A PropTech supplier says the conveyancing process is “antiquated” and buyers and sellers would be better served if they were ’shadowed’ by the estate agent from the start of the process to the end.
Bryan Mansell, co-founder of PropTech platform Gazeal, says whereas tenants find properties in the same way as buyers with a similar viewing, offer and negotiation process, that's where the similarities end.
"During the homebuying process, once the offer has been accepted, buyers and sellers go off independently which is where many of the problems start … If more of the conveyancing work could be carried out by agents, with them able to guide consumers through the process, transactions could become smoother and more efficient" he says.
"In the lettings sector, there is an onus on agents to provide documentation and information to both sides of the transaction. This moves the process along and ensures everyone knows where they stand. There is plenty more to be done to improve the conveyancing process, but mirroring some of the most effective parts of the lettings system could be a good start" Mansell adds.
He says the protocols, language and traditions surrounding house moving - where activities are split between professionals - means the process is difficult to understand to buyers and sellers who only transact a few occasions in their lifetimes.
"With people moving home less frequently, their knowledge of the conveyancing process is understandably patchy. The language and complexity of documents used by agents and conveyancers is counter-productive as it scares consumers and adds to their confusion.
"The other issue revolves around the price of conveyancing services. If consumers were better educated not to choose their representation solely on cost, this could prevent fall-throughs and reduce the chances of buyers and sellers running into problems before they’ve even started" explains Mansell.
The issue of how conveyancing and the buying process work has been thrown into the spotlight by the stamp duty holiday, which comes to an end on March 31.
Gazeal - which wants to change the process to involve more technology and introduce concepts such as non-refundable deposits - says the current conveyancing system is likely to be stretched severely as the March 31 deadline nears.
Analysis from Zoopla suggests the stamp duty holiday will be responsible for an additional 100,000 transactions in the pipeline in the first few months of 2021.
Rightmove recently reported 613,000 sold subject to contract properties still awaiting legal completion, and that it now took 126 days from the time an offer is accepted until legal completion, with around 100,000 buyers set to miss on stamp duty savings because of delays.

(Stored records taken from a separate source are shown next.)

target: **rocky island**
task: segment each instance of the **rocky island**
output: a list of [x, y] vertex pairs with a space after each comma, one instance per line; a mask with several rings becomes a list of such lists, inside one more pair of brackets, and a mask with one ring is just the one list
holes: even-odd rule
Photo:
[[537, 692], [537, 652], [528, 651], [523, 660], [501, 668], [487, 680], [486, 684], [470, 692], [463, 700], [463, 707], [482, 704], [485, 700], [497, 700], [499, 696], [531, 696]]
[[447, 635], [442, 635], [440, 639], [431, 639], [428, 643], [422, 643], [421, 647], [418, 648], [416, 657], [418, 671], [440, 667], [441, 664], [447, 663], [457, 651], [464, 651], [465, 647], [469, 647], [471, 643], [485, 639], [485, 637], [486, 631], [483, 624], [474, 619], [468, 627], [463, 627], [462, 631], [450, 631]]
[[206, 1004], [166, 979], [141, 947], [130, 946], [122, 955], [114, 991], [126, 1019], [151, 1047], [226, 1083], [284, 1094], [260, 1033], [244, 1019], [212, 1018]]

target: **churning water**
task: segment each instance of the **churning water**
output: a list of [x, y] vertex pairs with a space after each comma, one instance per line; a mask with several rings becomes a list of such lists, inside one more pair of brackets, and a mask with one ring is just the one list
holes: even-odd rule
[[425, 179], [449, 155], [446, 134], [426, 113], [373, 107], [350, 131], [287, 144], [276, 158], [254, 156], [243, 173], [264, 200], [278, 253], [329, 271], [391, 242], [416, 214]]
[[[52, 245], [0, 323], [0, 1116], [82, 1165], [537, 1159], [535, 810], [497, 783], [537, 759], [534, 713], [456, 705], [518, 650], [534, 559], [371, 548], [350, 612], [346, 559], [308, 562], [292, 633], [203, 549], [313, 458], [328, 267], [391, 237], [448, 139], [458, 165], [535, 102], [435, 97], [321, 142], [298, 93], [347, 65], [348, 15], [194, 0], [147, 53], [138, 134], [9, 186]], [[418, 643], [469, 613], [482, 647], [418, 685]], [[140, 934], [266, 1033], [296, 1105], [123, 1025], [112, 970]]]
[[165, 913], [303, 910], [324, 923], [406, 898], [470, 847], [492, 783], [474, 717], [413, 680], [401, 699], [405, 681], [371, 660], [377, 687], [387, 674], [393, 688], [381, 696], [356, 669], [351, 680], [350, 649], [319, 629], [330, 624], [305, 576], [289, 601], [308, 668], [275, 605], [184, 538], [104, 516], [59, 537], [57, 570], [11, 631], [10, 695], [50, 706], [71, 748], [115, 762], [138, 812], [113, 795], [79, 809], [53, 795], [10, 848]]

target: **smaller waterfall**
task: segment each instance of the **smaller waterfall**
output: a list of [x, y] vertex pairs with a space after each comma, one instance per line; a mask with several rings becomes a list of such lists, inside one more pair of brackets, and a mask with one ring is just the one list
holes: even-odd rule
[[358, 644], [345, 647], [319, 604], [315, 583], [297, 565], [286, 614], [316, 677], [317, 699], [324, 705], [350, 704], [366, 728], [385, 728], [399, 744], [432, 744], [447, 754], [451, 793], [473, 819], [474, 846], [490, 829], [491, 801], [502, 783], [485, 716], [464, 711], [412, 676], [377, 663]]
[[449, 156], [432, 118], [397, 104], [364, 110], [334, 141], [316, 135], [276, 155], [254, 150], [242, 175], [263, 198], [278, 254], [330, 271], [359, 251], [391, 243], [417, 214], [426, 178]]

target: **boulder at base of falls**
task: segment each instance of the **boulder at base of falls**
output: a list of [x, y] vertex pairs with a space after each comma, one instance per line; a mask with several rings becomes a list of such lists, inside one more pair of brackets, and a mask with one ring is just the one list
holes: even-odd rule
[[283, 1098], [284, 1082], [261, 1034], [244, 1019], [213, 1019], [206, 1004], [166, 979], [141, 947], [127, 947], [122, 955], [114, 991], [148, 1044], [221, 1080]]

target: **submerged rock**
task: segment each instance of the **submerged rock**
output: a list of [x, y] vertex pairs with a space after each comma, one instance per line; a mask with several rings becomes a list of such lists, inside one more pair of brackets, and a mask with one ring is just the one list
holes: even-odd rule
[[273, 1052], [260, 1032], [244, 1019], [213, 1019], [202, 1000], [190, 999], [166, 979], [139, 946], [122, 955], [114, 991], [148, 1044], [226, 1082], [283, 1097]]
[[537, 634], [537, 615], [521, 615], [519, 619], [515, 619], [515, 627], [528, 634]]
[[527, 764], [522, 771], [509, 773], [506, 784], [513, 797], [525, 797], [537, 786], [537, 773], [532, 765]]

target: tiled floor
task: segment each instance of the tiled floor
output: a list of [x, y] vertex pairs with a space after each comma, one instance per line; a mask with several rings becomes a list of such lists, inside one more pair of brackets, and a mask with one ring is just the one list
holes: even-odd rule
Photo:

"The conveyancing system has been struggling to cope with demand during an unprecedented period. However, even before the pandemic, there were still significant issues with fall-throughs, delays and confusion" adds Mansell.
"Post-April, there is still likely to be a huge backlog of transactions in the pipeline and a high level of activity could be sustained thanks to an economic boost associated with a successful vaccine rollout.”